Menschen wie du beziehungsweise ich: Der Seeleut Von Claudia Kohlhase

Donnerwetter, geht der Wind. Obwohl er ruhig noch stärker gehen könnte. Denn rauh wie das Leben ist die See ohe beziehungsweise ahoi. Sonst ist der Seemann nicht genug erschüttert und muß Anker werfen. Und wer wirft schon freiwillig Anker, wenn er gleichzeitig hinaus auf See ohe könnte. Anker wirft man doch schon ununterbrochen an Land; also sollen jetzt gefälligst mal Schaumkronen überschwappen und Elemente her. Erst dann können sie bezwungen und aus der Welt geschifft werden, wofür der Seemann zutiefst angetreten ist in diesem trockenen Leben. Dem man nur noch Segel aufsetzen kann, um zu entkommen.

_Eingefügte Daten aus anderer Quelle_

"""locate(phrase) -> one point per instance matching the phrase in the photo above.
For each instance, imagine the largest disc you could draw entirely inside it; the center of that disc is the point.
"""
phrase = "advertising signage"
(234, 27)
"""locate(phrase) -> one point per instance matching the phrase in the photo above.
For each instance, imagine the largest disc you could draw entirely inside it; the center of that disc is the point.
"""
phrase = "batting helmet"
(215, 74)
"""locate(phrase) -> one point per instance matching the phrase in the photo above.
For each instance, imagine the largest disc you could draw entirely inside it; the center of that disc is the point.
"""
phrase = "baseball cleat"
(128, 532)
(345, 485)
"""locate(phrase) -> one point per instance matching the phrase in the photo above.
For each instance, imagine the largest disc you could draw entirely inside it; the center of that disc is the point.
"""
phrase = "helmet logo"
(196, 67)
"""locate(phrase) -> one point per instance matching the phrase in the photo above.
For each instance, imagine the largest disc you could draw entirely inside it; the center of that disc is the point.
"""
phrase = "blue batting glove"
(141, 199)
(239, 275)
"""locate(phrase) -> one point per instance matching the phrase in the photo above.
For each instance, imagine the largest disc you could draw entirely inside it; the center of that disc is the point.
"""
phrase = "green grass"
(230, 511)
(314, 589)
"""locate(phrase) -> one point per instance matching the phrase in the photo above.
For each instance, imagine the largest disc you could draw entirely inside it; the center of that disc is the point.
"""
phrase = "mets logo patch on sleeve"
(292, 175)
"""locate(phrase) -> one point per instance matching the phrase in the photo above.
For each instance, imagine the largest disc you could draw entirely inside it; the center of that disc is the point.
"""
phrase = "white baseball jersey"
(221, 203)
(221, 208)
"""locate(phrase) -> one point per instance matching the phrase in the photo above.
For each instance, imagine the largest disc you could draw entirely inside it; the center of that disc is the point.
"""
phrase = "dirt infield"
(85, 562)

Das heißt natürlich nichts anderes, als daß sich im Seemann Weit-, Fern- und Scharfblick mit Um-, Vor- und Absicht derart homogen mischen, daß Mann und Maus schlußendlich scharf in den Wind schießen. Und da schießen sie dann und schießen, quasi immer an der Wand lang, und kentern gefälligst nicht. Sonst fällt die mitgeführte Dame in Ohnmacht. Was sie innerlich so oder so tut, äußerlich aber spätestens ab jener Schieflage, in der das Gischtgeschehen ins Boot herübertritt. Damit die Seefrau abgelenkt ist von ihrem eigenen Untergang, darf sie Luv und Lee auswendig lernen oder auch Steuer- und Backbord – wobei niemand wissen darf, daß sich hinter Steuerbord bloß rechts und hinter Backbord links verbirgt – und die Vorschot einholen, was im Grunde ein Strick ist. Hinten dran am Strick hängt jedenfalls das Segel und flattert furchtbar, wenn sie fahrlässig lockerläßt.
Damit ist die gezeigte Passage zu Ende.